Little Zion was one of three black churches torched last winter in Boligee, a town of 300 in Alabama's rural "black belt" - named for its rich soil. While much of the nation's attention has focused on the church burnings themselves, blacks and whites of all faiths have quietly been coming together to rebuild these charred sanctuaries. Volunteers from as far away as Canada are making the pilgrimage to communities across the South to wield hammers and saws, and thousands of dollars in donations and reward money have been raised.

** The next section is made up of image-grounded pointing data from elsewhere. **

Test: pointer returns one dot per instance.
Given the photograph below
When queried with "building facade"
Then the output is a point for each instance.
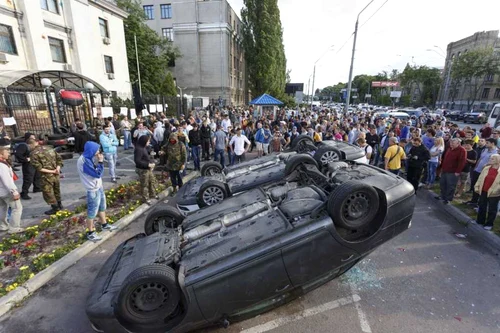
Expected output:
(208, 35)
(455, 97)
(81, 36)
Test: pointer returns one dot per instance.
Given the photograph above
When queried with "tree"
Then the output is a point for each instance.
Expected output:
(471, 68)
(264, 49)
(154, 52)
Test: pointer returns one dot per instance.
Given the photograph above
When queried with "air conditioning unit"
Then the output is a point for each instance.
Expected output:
(3, 58)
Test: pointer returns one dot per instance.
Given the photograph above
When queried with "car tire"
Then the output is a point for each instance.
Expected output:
(302, 144)
(353, 205)
(168, 215)
(211, 192)
(211, 168)
(326, 154)
(66, 155)
(159, 283)
(296, 161)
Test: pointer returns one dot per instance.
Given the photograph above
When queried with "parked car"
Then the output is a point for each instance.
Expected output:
(250, 253)
(475, 117)
(219, 183)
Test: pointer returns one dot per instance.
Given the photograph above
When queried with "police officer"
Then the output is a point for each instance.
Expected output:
(30, 175)
(48, 163)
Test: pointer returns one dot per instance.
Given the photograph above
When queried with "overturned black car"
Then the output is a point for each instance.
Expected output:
(249, 253)
(218, 183)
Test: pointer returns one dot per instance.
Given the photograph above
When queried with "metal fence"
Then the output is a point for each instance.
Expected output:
(32, 114)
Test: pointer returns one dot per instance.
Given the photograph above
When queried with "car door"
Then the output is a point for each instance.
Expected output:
(315, 255)
(242, 286)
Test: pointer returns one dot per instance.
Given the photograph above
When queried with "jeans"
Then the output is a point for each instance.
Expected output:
(448, 185)
(219, 152)
(111, 158)
(127, 140)
(16, 212)
(487, 205)
(195, 151)
(431, 172)
(96, 202)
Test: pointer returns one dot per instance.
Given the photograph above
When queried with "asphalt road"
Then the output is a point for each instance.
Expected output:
(426, 280)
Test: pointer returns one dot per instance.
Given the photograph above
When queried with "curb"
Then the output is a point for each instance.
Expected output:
(10, 300)
(489, 239)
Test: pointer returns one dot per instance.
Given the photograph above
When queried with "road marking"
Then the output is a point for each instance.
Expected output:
(303, 314)
(365, 326)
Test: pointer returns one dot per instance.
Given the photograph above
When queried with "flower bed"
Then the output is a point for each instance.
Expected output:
(25, 254)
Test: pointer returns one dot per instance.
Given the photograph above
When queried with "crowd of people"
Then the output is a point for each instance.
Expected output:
(424, 150)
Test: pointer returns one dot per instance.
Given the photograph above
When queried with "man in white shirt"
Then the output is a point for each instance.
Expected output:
(239, 149)
(226, 122)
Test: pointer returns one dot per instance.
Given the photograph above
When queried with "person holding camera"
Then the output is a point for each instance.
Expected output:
(417, 157)
(91, 178)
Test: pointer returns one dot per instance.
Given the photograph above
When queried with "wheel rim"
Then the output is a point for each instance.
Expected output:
(213, 195)
(149, 297)
(163, 223)
(329, 156)
(210, 171)
(357, 205)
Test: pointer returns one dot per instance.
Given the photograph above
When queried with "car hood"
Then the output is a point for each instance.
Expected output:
(349, 152)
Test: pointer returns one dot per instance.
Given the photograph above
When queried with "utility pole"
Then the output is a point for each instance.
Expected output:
(349, 86)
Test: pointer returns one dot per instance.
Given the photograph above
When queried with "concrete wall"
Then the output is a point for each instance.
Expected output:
(77, 25)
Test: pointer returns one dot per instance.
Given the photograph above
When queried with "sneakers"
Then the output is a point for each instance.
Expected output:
(94, 237)
(108, 226)
(15, 230)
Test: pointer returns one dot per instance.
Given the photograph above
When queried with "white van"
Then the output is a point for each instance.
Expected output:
(494, 119)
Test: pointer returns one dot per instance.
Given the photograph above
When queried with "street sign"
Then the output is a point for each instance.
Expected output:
(395, 94)
(383, 84)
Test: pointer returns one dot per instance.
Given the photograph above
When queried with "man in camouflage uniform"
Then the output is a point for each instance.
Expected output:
(175, 151)
(48, 163)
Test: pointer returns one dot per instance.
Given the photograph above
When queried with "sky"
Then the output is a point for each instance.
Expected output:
(401, 32)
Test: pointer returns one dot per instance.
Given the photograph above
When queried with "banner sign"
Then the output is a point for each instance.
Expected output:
(383, 84)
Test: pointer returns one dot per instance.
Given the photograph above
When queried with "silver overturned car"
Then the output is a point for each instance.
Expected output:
(218, 183)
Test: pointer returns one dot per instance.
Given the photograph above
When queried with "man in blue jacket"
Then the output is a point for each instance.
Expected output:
(109, 142)
(90, 176)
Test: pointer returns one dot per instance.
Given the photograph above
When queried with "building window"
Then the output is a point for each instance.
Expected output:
(497, 93)
(149, 12)
(166, 11)
(168, 33)
(57, 50)
(50, 5)
(7, 42)
(486, 93)
(108, 64)
(103, 26)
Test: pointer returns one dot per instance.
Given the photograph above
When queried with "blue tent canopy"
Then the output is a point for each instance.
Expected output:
(265, 100)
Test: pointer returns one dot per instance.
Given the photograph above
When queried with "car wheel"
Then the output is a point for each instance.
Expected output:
(66, 155)
(163, 218)
(211, 192)
(353, 205)
(148, 295)
(303, 144)
(211, 168)
(326, 154)
(297, 161)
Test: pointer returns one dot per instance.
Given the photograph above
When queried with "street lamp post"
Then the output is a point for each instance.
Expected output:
(349, 86)
(46, 83)
(90, 88)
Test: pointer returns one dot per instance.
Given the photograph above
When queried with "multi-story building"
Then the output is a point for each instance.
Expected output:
(79, 36)
(208, 35)
(455, 96)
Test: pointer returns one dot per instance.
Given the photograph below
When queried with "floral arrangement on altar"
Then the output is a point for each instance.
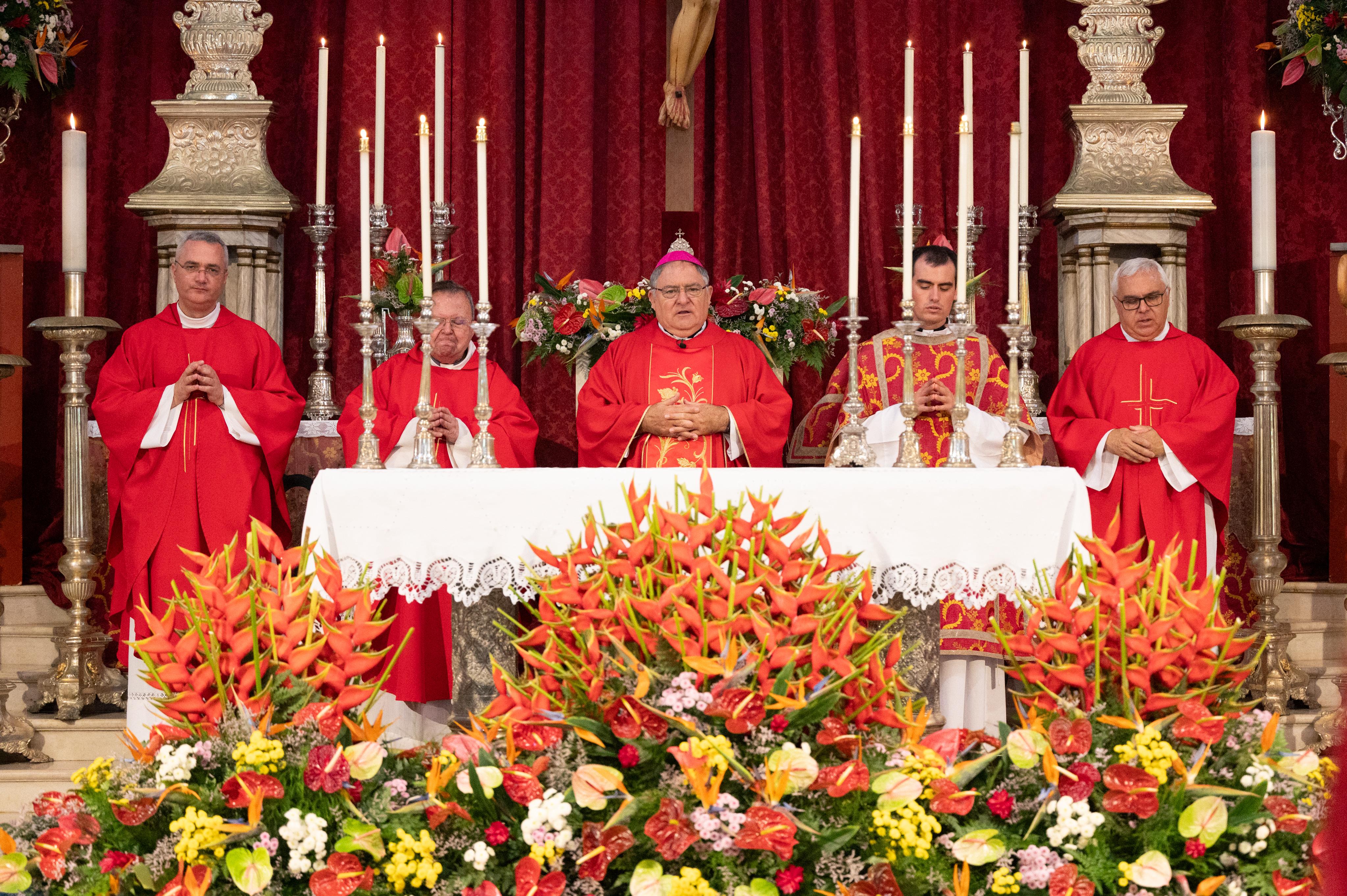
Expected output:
(37, 42)
(1314, 39)
(576, 320)
(708, 702)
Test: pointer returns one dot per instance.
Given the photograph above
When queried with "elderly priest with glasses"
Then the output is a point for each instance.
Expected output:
(681, 391)
(199, 416)
(1145, 413)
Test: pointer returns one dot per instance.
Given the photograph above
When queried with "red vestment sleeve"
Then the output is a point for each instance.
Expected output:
(605, 422)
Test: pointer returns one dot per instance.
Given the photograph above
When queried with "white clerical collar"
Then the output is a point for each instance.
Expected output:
(199, 324)
(456, 367)
(683, 339)
(1132, 339)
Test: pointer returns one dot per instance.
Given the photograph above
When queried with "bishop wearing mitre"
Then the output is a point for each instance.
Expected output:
(199, 417)
(972, 680)
(1145, 413)
(681, 391)
(454, 376)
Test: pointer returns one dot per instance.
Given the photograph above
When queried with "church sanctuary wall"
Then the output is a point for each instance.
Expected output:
(577, 172)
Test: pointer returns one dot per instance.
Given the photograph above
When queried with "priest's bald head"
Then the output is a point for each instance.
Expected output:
(681, 294)
(1141, 298)
(200, 271)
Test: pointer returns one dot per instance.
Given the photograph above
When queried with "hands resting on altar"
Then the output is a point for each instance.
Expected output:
(685, 421)
(1136, 444)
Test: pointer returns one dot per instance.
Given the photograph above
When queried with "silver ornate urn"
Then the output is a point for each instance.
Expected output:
(221, 37)
(1116, 49)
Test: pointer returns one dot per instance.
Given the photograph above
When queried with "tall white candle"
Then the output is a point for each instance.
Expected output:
(366, 287)
(321, 189)
(75, 200)
(428, 259)
(1024, 123)
(961, 274)
(380, 77)
(853, 265)
(1264, 178)
(1014, 244)
(481, 213)
(440, 120)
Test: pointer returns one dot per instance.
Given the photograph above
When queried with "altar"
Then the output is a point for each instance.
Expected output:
(926, 534)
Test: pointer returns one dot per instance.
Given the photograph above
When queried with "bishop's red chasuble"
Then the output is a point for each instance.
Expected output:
(1187, 394)
(987, 380)
(650, 366)
(426, 670)
(201, 490)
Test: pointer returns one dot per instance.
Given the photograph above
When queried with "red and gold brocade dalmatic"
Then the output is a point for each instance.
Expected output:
(964, 630)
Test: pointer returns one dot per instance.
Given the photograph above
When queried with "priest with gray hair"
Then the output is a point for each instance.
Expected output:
(1145, 413)
(681, 391)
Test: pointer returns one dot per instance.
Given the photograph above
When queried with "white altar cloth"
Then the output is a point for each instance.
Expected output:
(930, 533)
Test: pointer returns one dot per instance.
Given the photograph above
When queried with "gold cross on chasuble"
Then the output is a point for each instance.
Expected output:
(1148, 406)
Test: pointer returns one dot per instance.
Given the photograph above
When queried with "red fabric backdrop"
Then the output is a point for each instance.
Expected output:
(577, 166)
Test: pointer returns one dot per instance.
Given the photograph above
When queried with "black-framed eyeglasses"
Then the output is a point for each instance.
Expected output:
(1152, 300)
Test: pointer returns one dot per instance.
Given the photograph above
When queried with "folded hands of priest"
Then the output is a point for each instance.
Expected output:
(199, 376)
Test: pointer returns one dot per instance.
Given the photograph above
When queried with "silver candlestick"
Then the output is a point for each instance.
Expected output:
(1028, 378)
(850, 447)
(320, 405)
(441, 230)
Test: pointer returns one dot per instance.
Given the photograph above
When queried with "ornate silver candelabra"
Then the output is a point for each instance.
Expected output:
(1276, 681)
(1030, 231)
(320, 405)
(850, 447)
(77, 677)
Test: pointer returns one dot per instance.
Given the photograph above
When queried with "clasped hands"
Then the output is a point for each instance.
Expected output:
(1136, 444)
(685, 421)
(199, 378)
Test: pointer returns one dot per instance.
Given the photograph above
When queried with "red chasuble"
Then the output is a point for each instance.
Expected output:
(714, 367)
(201, 490)
(964, 631)
(1187, 394)
(426, 670)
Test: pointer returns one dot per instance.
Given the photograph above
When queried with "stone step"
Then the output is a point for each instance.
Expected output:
(84, 740)
(21, 783)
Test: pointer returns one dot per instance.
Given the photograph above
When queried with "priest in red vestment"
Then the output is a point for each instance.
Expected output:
(681, 391)
(425, 670)
(199, 418)
(1145, 413)
(972, 680)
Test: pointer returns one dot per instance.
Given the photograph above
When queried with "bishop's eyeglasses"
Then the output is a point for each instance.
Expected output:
(1152, 300)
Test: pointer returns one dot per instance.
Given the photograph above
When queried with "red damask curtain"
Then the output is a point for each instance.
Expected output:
(577, 168)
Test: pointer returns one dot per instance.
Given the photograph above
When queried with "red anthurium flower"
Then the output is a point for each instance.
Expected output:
(671, 831)
(1287, 816)
(1066, 880)
(568, 320)
(1086, 777)
(240, 789)
(328, 768)
(1070, 736)
(1131, 790)
(600, 847)
(844, 779)
(522, 785)
(530, 882)
(740, 708)
(950, 800)
(768, 829)
(1195, 721)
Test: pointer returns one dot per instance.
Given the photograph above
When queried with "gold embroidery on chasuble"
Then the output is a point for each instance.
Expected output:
(688, 375)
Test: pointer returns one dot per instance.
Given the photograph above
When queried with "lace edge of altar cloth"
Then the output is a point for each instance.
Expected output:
(469, 583)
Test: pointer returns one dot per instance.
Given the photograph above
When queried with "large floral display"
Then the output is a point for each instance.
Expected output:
(705, 701)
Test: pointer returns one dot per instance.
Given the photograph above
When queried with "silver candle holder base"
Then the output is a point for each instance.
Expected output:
(320, 405)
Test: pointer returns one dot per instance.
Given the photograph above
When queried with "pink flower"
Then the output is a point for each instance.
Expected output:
(790, 879)
(628, 756)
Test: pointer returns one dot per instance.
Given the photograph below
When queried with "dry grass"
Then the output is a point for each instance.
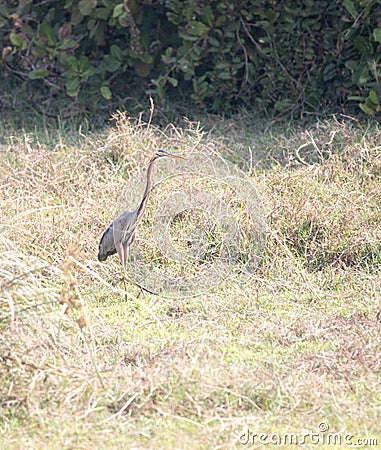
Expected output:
(296, 345)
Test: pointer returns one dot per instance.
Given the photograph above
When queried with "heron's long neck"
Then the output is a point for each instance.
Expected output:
(143, 204)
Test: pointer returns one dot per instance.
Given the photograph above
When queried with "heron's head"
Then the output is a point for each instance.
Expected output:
(162, 153)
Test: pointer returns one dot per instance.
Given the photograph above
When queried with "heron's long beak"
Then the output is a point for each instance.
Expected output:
(175, 156)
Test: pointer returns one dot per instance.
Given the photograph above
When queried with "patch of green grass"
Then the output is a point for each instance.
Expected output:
(294, 345)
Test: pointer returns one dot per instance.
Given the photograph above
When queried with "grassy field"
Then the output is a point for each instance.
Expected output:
(294, 349)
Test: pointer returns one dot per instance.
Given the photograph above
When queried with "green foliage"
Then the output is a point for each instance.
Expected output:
(284, 56)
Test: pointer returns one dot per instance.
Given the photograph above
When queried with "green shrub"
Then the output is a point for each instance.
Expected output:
(285, 56)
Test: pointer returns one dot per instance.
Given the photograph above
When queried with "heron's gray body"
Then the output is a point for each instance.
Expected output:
(121, 233)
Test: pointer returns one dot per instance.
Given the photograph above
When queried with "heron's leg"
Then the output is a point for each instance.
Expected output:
(121, 253)
(126, 249)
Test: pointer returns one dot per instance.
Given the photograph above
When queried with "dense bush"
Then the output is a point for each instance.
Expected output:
(287, 55)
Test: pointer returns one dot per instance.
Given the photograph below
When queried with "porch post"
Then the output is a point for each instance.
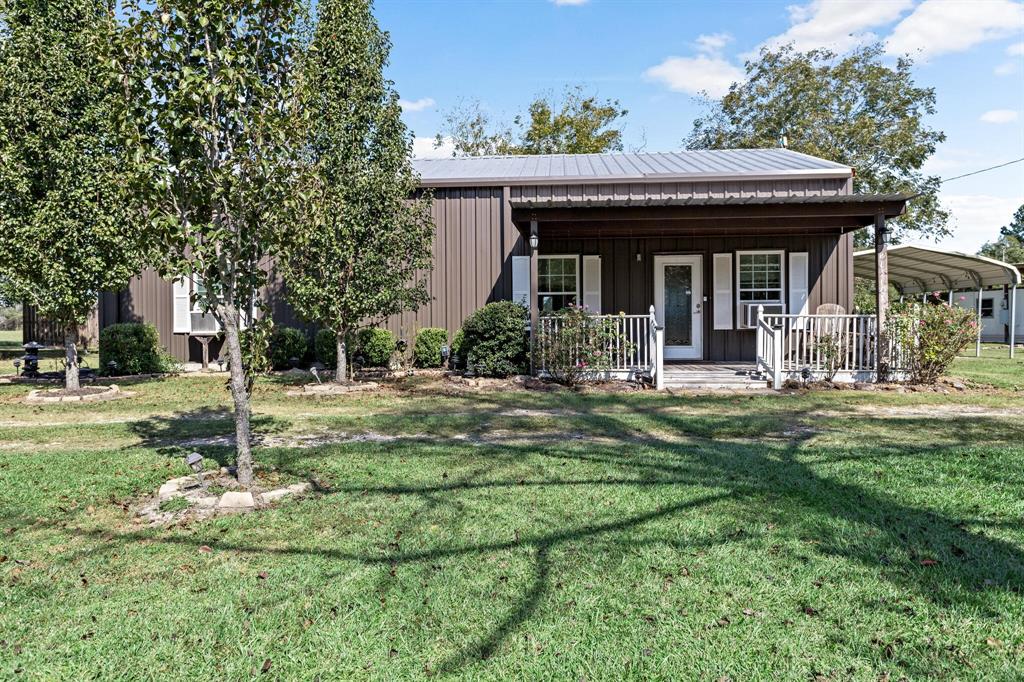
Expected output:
(881, 295)
(535, 313)
(1013, 320)
(977, 343)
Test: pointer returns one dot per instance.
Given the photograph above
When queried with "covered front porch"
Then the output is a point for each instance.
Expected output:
(702, 281)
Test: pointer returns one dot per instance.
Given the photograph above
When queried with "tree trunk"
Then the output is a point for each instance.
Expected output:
(341, 367)
(243, 446)
(71, 358)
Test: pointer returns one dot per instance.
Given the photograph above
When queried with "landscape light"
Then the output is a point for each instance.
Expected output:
(195, 462)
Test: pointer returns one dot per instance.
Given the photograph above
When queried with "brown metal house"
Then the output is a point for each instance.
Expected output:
(704, 238)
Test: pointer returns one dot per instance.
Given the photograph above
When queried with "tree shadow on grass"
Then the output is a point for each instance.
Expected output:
(771, 479)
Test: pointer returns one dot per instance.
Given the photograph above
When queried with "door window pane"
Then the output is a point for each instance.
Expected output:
(678, 305)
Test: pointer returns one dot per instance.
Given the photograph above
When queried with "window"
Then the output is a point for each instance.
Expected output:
(557, 282)
(987, 307)
(760, 275)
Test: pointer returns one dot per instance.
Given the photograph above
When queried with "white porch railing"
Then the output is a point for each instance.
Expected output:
(637, 351)
(792, 346)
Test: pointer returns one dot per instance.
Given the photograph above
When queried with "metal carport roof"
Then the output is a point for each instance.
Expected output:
(918, 269)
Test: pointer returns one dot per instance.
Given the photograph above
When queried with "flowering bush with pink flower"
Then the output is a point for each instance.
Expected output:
(574, 345)
(926, 338)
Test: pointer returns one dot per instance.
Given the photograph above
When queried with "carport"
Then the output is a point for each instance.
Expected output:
(921, 270)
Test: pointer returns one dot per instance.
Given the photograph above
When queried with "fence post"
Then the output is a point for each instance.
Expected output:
(659, 357)
(777, 358)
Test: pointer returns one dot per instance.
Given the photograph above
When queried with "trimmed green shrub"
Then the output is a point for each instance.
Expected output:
(427, 350)
(375, 345)
(927, 338)
(327, 347)
(494, 340)
(135, 349)
(286, 343)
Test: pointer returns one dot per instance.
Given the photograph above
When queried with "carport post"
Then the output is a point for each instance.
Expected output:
(1013, 318)
(535, 313)
(977, 344)
(881, 295)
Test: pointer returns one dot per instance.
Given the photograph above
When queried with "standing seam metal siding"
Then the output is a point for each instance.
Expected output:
(475, 240)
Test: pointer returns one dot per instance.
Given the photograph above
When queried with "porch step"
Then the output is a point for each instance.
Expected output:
(707, 376)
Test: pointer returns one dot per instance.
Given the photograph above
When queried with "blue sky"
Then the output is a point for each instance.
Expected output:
(654, 56)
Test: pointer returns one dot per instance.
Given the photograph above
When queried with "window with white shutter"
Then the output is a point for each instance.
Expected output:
(592, 283)
(798, 284)
(722, 289)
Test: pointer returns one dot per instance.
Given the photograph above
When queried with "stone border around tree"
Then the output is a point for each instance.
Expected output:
(85, 394)
(200, 503)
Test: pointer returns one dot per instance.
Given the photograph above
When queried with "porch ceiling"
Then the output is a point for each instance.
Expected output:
(916, 269)
(659, 216)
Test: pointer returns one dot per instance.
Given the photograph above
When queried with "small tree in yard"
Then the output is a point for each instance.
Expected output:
(365, 242)
(211, 85)
(68, 225)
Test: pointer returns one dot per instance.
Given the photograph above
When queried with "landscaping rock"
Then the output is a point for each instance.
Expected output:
(84, 394)
(236, 501)
(273, 496)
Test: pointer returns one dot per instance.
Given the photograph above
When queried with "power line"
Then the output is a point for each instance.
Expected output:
(983, 170)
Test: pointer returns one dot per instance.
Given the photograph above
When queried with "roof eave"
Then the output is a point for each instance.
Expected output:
(823, 174)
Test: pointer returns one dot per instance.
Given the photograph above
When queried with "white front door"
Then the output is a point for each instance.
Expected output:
(679, 305)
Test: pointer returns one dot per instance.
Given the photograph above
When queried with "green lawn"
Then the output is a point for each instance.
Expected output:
(523, 536)
(993, 368)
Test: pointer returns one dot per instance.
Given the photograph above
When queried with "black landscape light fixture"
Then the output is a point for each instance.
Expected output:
(195, 462)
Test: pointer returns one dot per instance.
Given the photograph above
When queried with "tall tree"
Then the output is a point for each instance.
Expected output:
(69, 228)
(211, 85)
(364, 243)
(576, 124)
(1010, 246)
(853, 110)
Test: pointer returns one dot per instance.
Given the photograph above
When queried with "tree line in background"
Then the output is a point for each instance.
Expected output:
(215, 140)
(850, 109)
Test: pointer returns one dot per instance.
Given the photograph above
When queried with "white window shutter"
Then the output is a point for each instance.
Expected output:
(722, 288)
(182, 306)
(592, 283)
(520, 280)
(798, 284)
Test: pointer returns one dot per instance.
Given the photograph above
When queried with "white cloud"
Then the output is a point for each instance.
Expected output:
(838, 25)
(423, 147)
(999, 116)
(1006, 69)
(416, 104)
(977, 219)
(712, 43)
(938, 27)
(695, 75)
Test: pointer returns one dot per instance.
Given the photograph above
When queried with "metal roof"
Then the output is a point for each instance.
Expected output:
(918, 269)
(598, 168)
(855, 200)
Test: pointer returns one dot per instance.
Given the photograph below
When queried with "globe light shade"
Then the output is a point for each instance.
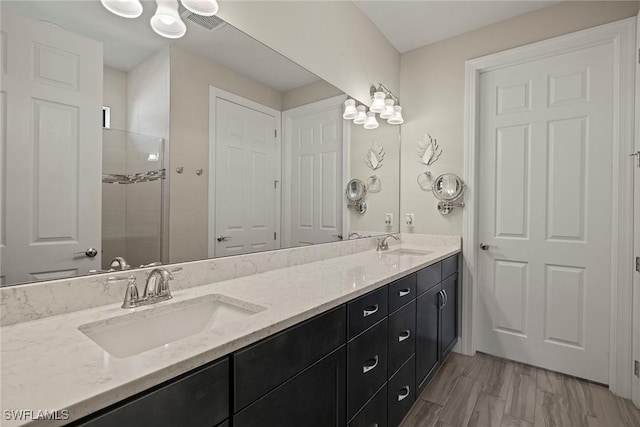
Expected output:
(350, 111)
(371, 122)
(388, 109)
(377, 104)
(166, 21)
(201, 7)
(123, 8)
(362, 115)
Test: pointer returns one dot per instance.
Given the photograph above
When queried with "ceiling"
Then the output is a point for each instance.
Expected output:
(412, 24)
(128, 42)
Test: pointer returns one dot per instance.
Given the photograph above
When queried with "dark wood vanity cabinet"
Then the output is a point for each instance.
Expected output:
(437, 317)
(358, 365)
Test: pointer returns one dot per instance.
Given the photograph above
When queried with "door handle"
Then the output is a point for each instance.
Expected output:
(90, 252)
(404, 292)
(366, 368)
(404, 393)
(368, 311)
(404, 335)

For many townspeople, the rebuilding represents as much a spiritual process of renewal as a physical one. It also sends, intended or not, an indelible message: That the communities won't be bowed by the apparent racist motives behind the burnings.

Amid the ashes

The rebuilding effort is in high gear in Boligee, where the sound of hammers, drills, and workers punctuate the stillness of a steamy June afternoon.

Here at Little Zion Baptist Church, which has about 65 members, parishioners and a handful of Quakers from Washington, D.C., are constructing a new church on top of the ashes of the old site. A wooden frame and roof are already up, and members plan to have it ready for services in late August.

Several miles away, along desolate roads lined with Queen Anne's lace, a group of Mennonites from Canada and the Midwest have set up mobile homes and a work site where Mount Zoar Baptist Church once stood. The workers are part of the Mennonite Disaster Service. They will work through the summer. So far, they've poured a concrete foundation. Work is also about to begin nearby on the third church - Mount Zion Baptist Church.

The fires, like many others at churches across the South, happened in the darkness of night. At Little Zion, a man saw orange flames piercing the black sky as he was heading home, says the Rev. Woodson Lewis, who has been pastor here since 1950. "Nobody was up here, no one knew about it" until it was too late, Mr. Lewis says.

Authorities have no suspects in any of the three fires, two of which occurred on the same day. Both black and white residents remain puzzled as well. Race relations are harmonious, many say. And there is no sign of any hate groups. In fact, Greene County where Boligee is located, experienced little of the racial turmoil that seethed close by in parts of Alabama and neighboring Mississippi during the civil-rights era. The Ku Klux Klan was not active, there were few protests or beatings of blacks, and no churches were burned.